ECLI:NL:RBMNE:2024:5068
Rechtbank Midden-Nederland
- Verstek
- Rechtspraak.nl
Ambtshalve toetsing van consumentenbeschermende bepalingen in verstek
In deze zaak heeft de kantonrechter van de Rechtbank Midden-Nederland op 21 augustus 2024 een verstekvonnis gewezen in een civiele procedure tussen [eiseres] B.V. en [gedaagde], die niet verschenen was. De eisende partij vorderde een betaling van de gedaagde partij, gebaseerd op een veronderstelde overeenkomst. De kantonrechter heeft ambtshalve de consumentenbeschermende bepalingen in acht genomen en vastgesteld dat er geen bewijs was van een overeenkomst tussen partijen die een betalingsverplichting voor de gedaagde zou rechtvaardigen.
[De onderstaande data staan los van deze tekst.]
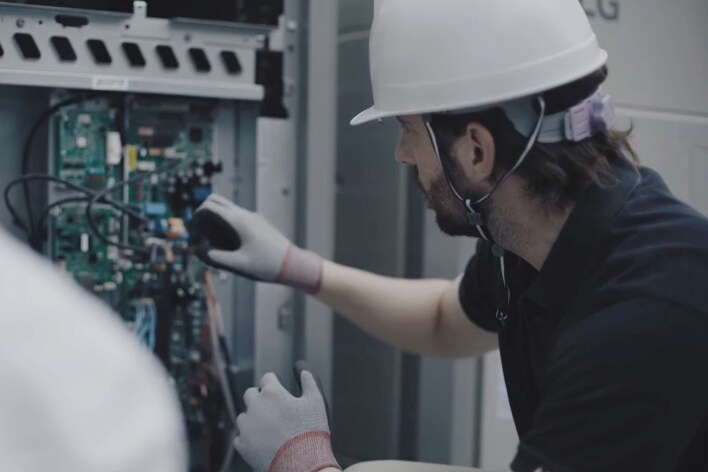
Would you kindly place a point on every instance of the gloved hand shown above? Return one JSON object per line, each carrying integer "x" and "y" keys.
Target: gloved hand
{"x": 282, "y": 433}
{"x": 232, "y": 238}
De eisende partij had niet voldaan aan de informatieplicht met betrekking tot het herroepingsrecht, wat ook een reden was om de vordering af te wijzen. De kantonrechter benadrukte dat de eisende partij alle benodigde informatie bij de dagvaarding had moeten voegen, wat niet was gebeurd. Hierdoor kon niet worden vastgesteld dat er een overeenkomst tot stand was gekomen, en de vordering werd afgewezen. De kantonrechter veroordeelde de eisende partij in de proceskosten, die aan de zijde van de gedaagde partij op nihil werden vastgesteld.